BRUSSELS, 1 June 2007 — Policy action to solve global trade and savings imbalances may be no better than leaving financial markets to solve the problem, Saudi Arabia’s Deputy Central Bank Governor Muhammad Al-Jasser said yesterday.
“We should be cautious in assuming that any adjustment of global imbalances that is brought about by policy actions would be more orderly than one that is initiated by financial markets,” he said.
“Financial markets seem content to continue supplying capital to the US without demanding a sharp fall in the dollar or a sharp rise in the US interest rate,” he told a seminar on global trade and savings imbalances.
Al-Jasser rejected an International Monetary Fund view that part of the solution to reducing the imbalances would be for oil-exporting countries such as Saudi Arabia to import and invest more.

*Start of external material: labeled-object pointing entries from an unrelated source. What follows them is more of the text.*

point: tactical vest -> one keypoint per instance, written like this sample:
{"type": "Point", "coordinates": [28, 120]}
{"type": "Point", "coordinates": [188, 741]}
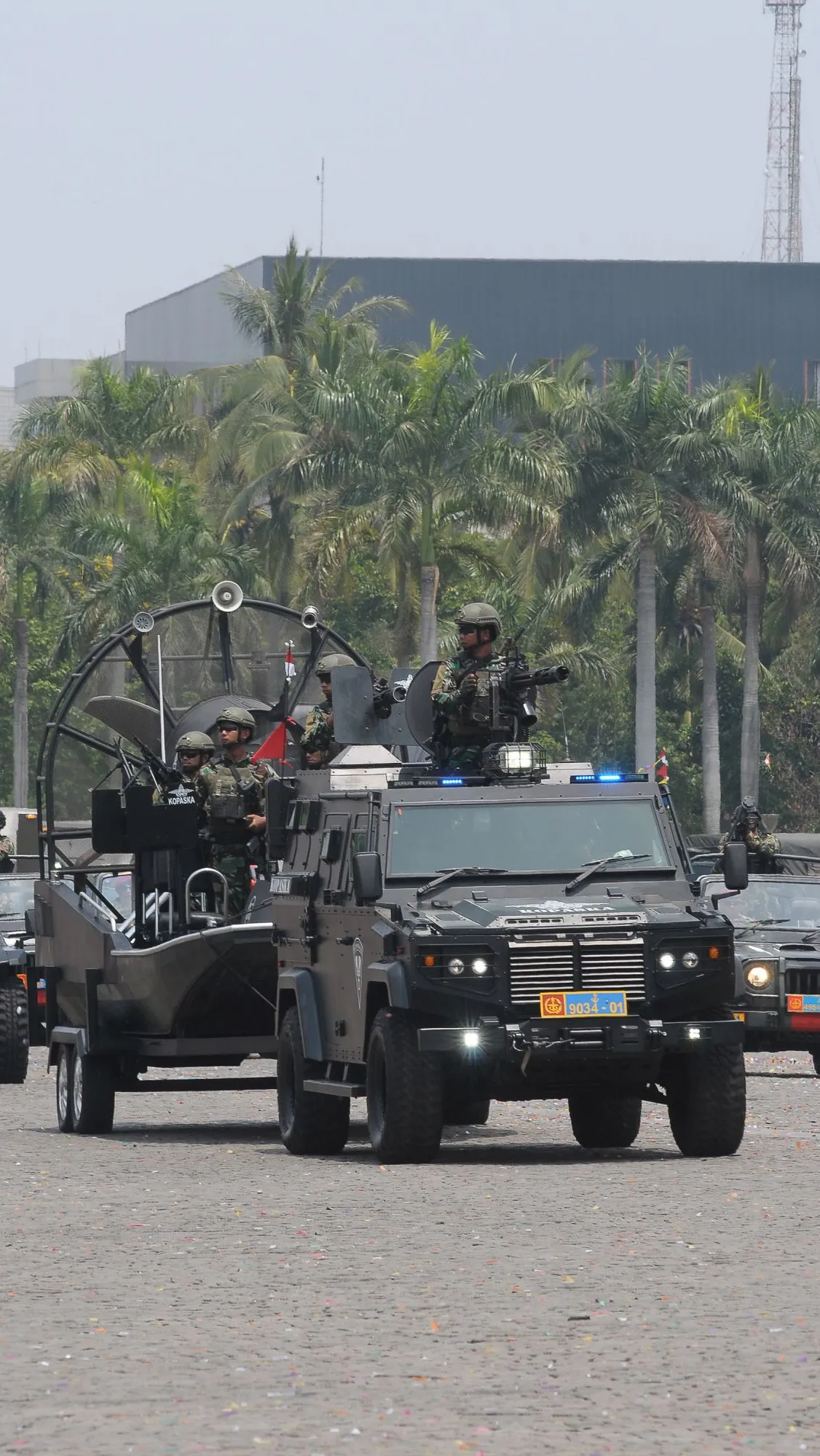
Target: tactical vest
{"type": "Point", "coordinates": [234, 791]}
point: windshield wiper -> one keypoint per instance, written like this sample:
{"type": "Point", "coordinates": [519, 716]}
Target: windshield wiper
{"type": "Point", "coordinates": [757, 925]}
{"type": "Point", "coordinates": [601, 864]}
{"type": "Point", "coordinates": [443, 876]}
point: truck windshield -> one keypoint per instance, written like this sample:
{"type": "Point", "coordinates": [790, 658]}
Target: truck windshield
{"type": "Point", "coordinates": [787, 902]}
{"type": "Point", "coordinates": [17, 896]}
{"type": "Point", "coordinates": [527, 839]}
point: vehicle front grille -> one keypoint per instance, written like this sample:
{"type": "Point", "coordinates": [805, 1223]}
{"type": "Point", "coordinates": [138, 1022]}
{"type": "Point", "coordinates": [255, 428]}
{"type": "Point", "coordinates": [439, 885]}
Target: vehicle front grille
{"type": "Point", "coordinates": [566, 966]}
{"type": "Point", "coordinates": [805, 979]}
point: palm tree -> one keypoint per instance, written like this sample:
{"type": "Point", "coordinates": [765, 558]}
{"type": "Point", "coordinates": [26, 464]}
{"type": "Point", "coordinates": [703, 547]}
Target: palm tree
{"type": "Point", "coordinates": [777, 454]}
{"type": "Point", "coordinates": [292, 318]}
{"type": "Point", "coordinates": [419, 439]}
{"type": "Point", "coordinates": [161, 548]}
{"type": "Point", "coordinates": [30, 557]}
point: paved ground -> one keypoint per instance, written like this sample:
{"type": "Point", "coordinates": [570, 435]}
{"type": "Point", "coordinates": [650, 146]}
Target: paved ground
{"type": "Point", "coordinates": [187, 1286]}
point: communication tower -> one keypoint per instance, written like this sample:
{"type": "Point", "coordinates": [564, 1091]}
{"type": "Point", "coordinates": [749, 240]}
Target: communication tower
{"type": "Point", "coordinates": [783, 228]}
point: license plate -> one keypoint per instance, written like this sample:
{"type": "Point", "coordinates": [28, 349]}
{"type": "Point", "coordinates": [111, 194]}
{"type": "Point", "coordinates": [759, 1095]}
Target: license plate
{"type": "Point", "coordinates": [811, 1004]}
{"type": "Point", "coordinates": [583, 1004]}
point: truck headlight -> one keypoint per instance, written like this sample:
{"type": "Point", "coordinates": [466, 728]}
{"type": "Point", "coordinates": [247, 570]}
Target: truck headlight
{"type": "Point", "coordinates": [760, 976]}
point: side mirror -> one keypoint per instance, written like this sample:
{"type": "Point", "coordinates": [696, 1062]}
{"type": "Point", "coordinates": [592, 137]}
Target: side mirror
{"type": "Point", "coordinates": [368, 879]}
{"type": "Point", "coordinates": [736, 867]}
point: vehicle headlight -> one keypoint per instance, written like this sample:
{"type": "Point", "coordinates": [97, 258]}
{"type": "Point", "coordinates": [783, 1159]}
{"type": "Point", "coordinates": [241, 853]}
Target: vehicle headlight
{"type": "Point", "coordinates": [760, 976]}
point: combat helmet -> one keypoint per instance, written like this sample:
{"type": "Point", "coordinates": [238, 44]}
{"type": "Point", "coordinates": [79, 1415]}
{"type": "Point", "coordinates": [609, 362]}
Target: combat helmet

“It is perfectly understandable and prudent that oil exporters should treat with caution any calls to urgently increase their imports solely to correct global imbalances,” Al-Jasser said.
“The problem for oil exporters is judging whether the current high oil price is likely to continue. If it is, then it may well be right to expand domestic demand and investment as rapidly as is practical, but if the oil price falls, it would be the wrong thing to do,” he said.
“Because oil exporters would be left with falling foreign reserves, falling oil revenues and a half-finished list of major investment projects,” he pointed out.
“Commodities prices are impossible to predict, high oil prices could end at any time,” he said.